Here’s the confusing truth about Kim Kardashian West. As a performer—as a presence in the room, even—she is uncharismatic, zipped-up, and rigid. Every movement is mechanical. She reads cue cards like they’re law books, and her style of listening is to nod with vague interest while looking beyond her scene partner. And yet, and yet, and yet: I found myself liking the woman more and more as her episode of Saturday Night Live unfolded. There’s something so endearing, inspiring even, about how hard this woman works. She was in nearly every sketch, which in itself shows a sign of respect for the assignment. And my god, she is a good sport and had clearly told the writing staff to go ahead and take every shot.
Kardashian West’s monologue was a perfectly fine delivery of quality burns. Clad in Pepto cherry blossom, from fingertip to heel, she hit the fact of her sex tape, her venal momager, Kris; “my perfect butt;” her sisters (who take her photo as reference to their plastic surgeons); her mother’s gold-digging boyfriend; her father’s famous client, O.J. Simpson; Caitlin Jenner. It was like a wedding DJ playing the perfect obvious hits for drunk wedding guests who just wanted to dance.
In her delivery, Kardashian West tried to modulate her voice, throw in a hand gesture every now and then—and you could tell she’d been coached to pause for audience laughter. And it was clever for her to end by telling the audiencs that what she likes about herself is that she’s genuine, and she understood the genuine honor of being in the room. This felt like the artistic equivalent of a couch potato training to run a marathon: somebody who doesn’t have delusions of greatness, but rather dreams of accomplishment. The woman did something nobody thought she could and, because of her obvious efforts, didn’t embarrass herself. I found myself rooting for her.

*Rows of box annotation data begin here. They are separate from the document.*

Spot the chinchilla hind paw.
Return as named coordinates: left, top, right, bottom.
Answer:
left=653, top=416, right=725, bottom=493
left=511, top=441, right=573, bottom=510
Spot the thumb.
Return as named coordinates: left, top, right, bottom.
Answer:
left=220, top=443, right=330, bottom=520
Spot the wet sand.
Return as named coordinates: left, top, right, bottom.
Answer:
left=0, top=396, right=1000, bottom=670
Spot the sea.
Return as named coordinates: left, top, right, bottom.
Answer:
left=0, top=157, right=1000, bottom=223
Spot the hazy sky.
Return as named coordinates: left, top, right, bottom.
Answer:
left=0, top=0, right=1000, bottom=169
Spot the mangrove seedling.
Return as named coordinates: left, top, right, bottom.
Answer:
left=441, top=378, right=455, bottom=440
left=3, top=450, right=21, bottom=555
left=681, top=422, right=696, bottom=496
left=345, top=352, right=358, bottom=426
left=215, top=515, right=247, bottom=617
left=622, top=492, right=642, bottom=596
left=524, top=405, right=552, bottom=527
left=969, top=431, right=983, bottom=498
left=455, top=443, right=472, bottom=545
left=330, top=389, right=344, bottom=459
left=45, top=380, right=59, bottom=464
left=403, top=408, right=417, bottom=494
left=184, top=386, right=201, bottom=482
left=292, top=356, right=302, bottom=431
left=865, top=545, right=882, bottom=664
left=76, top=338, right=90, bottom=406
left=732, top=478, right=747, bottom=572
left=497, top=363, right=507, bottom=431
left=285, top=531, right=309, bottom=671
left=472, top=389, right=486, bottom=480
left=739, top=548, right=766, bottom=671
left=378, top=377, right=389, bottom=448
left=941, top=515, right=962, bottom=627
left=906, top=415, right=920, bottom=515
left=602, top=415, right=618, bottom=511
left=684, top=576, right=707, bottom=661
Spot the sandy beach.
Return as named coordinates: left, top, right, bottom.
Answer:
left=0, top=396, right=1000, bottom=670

”The People’s Kourt” was a great opportunity to skewer her lip curl of a sister Kourtney, while lording over a courtroom as unimpressed judge. I do wish Kardashian West had been able to push deeper into Kourtney’s energy-sucking disapproval of all things in her presence, and also that the person in charge of wigs had come up with another option. (It’s worth saying that Khloe Kardashian was on hand last night, participating in two sketches, while Kourtney was a no-show, presumably because comedy is boring and just really bad for her energy.)
Kris Jenner, a markedly stiffer performer than her daughter, was suing daughter Kylie for costing the brand money by not spitting out her new baby sooner. Mikey Day’s Travis Barker showed up to mac on the good judge. Their besties Machine Gun Kelly and Megan Fox (a spot-on Pete Davidson and Chloe Fineman) drowsily panted on one another. I was sure we were going to get a Kanye West sighting, however glum and from behind sunglasses, but Chris Redd did a nice, absurd turn.
“The Dream Guy” had all the makings of a great sketch—a pool of love interests that includes a dreamboat for every hankering, from John Cena to Chris Rock to Chace Crawford to The Bachelorette’s Tyler Cameron—but Kardashian West struggled to elevate her performance above solid line readings. Even at the sketch’s peak — “I really connected with one of my producers…Amy S., do you accept this token? — Kardashian West felt at a remove from the material. When Amy Schumer responded, “With both of my holes,” Kardashian West gave the appearance of mildly breaking. But even that felt like part of the script—as if she’d been told by her publicist that audiences love a good break, so she should try to pretend she would ever fight back laughter through quivering lips.
The real hero of the sketch was Kyle Mooney, who is so, so good at playing zeros who think they’re a 10. I’d love to see more of him in more sketches this season thinking he’s a big dog. He could be a season MVP.
Other high notes? Aidy Bryant swapping places with Kardashian West for a day, modeling yellow vinyl with a full bush and then falling over in the influencer’s Met Gala condom of an outfit; a “Skims for Thick Dogs” campaign that introduced a pooch who’d gained so much confidence from her new shapewear she’d started dating Scott Disick; Kardashian West catching a power nap on a club sofa; Bowen Yang—more Bowen Yang, please! —dressed as the Blue Genie in the Aladdin skit. Here was another good example of Kardashian West being too self-conscious to fully give herself over to the scene, so preoccupied was she with the way her Jasmine braid was landing on her shoulder.
Halsey gave a lovely performance with her second song, “Darling,” that had Lindsey Buckingham joining the singer on stage. Witchy woman, indeed. Now there is somebody with charisma, who seems to pulse with both the capacity for joy and darkness. Kardashian West seems perfectly accepting of the fact that she is not that deep and will never command a stage like Halsey. But the woman goes so hard and deserves all due respect. Last night was a job well done, in work not well-suited to her strengths. Mama tried.